Multidisciplinary Collaborative Integrated Management of Increasingly Prominent HIV Complications in the Post-cART Era

L Lin; TS Li

Disclosures

HIV Medicine. 2020;21(11):683-691. 

In This Article

Abstract and Introduction

Abstract

Objectives: With the prolonged survival time of AIDS patients, complications of various systems and organs of HIV infection are increasingly prominent. These diseases have become the major factors influencing the quality of life and prognosis of HIV-infected persons, and multidisciplinary cooperation treatment is urgently needed.

Methods: The Chinese HIV/AIDS Clinical Trial Network has conducted a series of multicentre clinical cohort studies over the past 16 years, in which studies related to people living with HIV systemic complications. Based on the results of previous studies, this review establishes the complications of Chinese people living with HIV after long-term cART.

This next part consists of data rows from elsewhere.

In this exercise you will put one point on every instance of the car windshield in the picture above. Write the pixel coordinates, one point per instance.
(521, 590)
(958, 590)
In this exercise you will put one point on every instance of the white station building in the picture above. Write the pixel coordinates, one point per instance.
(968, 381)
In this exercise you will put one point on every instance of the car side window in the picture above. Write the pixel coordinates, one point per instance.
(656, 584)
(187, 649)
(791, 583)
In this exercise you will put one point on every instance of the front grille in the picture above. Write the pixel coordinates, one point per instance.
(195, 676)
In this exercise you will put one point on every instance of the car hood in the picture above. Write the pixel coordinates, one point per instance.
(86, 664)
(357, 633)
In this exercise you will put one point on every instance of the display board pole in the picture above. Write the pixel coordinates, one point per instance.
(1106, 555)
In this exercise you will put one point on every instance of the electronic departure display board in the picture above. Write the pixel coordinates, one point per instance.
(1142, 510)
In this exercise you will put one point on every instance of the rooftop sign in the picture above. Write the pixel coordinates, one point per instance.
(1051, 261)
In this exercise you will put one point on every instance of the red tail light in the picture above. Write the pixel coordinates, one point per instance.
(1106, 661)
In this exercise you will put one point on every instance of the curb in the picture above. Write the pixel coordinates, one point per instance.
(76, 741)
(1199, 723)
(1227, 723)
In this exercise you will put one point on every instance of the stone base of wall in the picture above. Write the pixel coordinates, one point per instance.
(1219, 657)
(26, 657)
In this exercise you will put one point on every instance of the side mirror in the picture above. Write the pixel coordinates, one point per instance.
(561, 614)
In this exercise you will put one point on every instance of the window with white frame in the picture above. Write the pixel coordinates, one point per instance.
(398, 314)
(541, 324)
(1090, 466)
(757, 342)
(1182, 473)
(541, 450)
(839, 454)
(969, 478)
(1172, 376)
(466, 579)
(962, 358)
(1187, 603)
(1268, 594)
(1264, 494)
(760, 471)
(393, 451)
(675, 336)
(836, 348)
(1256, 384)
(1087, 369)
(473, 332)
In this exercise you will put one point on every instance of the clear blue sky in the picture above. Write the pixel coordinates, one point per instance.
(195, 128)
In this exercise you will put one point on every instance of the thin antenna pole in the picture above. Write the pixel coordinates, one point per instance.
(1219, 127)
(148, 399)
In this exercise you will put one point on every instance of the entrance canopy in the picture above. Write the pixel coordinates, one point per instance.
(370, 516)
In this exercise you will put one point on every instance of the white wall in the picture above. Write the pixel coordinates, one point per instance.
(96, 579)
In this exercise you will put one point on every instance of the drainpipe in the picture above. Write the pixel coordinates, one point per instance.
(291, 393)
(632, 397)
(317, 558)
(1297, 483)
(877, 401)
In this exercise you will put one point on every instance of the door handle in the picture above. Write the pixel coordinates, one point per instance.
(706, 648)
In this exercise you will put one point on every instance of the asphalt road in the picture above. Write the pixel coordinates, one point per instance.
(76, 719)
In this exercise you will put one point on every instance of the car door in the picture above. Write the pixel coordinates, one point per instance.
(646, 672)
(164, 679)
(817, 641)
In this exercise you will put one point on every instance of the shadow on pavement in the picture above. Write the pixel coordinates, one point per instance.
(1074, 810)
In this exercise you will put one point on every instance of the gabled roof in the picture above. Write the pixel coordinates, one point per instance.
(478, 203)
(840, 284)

Results: HIV's direct damage to human cells, chronic abnormal inflammatory activation after HIV infection, long-term drug side effects caused by cART and persistent reservoirs cause systemic complications in people living with HIV. We summarised the clinical characteristics of the complications of HIV infection in China from the aspects of the liver, cardiovascular, the nervous system, the kidney, bone metabolism, blood glucose, and lipid metabolism.

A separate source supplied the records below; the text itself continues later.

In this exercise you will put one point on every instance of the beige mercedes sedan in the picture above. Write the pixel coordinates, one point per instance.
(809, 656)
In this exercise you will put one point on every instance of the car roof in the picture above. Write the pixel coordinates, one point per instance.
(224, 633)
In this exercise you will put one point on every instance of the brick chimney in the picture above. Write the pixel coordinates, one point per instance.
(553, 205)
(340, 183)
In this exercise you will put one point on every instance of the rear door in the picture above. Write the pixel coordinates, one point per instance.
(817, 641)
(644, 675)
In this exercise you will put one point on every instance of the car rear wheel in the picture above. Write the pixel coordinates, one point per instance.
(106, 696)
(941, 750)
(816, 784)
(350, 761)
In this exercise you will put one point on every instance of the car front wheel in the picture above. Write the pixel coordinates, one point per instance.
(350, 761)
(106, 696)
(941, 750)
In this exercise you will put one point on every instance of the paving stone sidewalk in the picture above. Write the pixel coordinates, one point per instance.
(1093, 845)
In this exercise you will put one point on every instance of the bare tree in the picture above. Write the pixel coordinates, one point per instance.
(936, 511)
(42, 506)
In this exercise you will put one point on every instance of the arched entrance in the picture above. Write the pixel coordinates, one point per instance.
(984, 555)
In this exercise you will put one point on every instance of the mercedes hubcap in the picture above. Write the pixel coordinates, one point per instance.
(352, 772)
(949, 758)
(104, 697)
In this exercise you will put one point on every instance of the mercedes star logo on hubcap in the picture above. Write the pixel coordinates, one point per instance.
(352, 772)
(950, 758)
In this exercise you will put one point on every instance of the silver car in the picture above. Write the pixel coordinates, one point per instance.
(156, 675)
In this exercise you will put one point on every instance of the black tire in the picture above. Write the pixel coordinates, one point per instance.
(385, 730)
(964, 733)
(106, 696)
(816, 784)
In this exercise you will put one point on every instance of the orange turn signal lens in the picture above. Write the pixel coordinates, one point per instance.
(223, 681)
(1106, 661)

Conclusions: The management of the complications of HIV infection is a major link in improving the survival treatment and prognosis of patients in the future. The joint participation of doctors from different departments of general hospitals in the management of comorbidities is the main theme for future improvement of quality of life and prognosis for people living with HIV.

Introduction

Combination antiretroviral therapy (cART) can effectively control virus replication in people living with HIV (PLWH), which, in turn, develops into AIDS, a chronic infectious disease. The length of survival is not the primary concern of HIV-infected patients who are currently receiving treatment. The advent of cART and the introduction of early antiviral therapy have greatly reduced both the incidence of opportunistic infections and tumours in PLWH. While the survival period of patients with AIDS continues to improve, the persistence of the virus reservoir, abnormal immune activation and lifelong administration of HIV medication make patients more prone to heart, nerve, kidney, metabolism and other system and organ complications, defined as various non-AIDS-defining diseases (NADs). The comorbidities of both HIV- and non-HIV-infected patients have different clinical characteristics. The difference of the cART regimen has different effects on organs and complications among patients. During the post-cART era, these diseases have become the principal factors that affect the quality of life and prognosis of PLWH; therefore, it is urgent to conduct comprehensive treatment through multidisciplinary cooperation. The Chinese guidelines for diagnosis and treatment of HIV/AIDS (2018) proposed a whole-process management of HIV infection for the first time, which refers to a whole-process comprehensive diagnosis and treatment and service care management mode provided by a multidisciplinary team after HIV infection is diagnosed.[1]

The Chinese HIV/AIDS Clinical Trial Network (CACT) was established in 2004, initially involving 17 medical and health institutions. The CACT has conducted a series of multicentre clinical cohort studies over the past 16 years with the support of the Ministry of Science and Technology's National Key Technologies R&D Programme, in which studies related to PLWH systemic complications are listed (Table 1). Based on the results of previous CACT studies, this review establishes the complications of Chinese PLWH after long-term cART, aiming to provide clinicians from different departments with the clinical characteristics of the various complications of HIV infection. Moreover, we have formed a multidisciplinary team constituted by experts in infectious diseases to jointly promote the management of PLWH, namely the screening and treatment of NADs, thus improving quality and experience of life.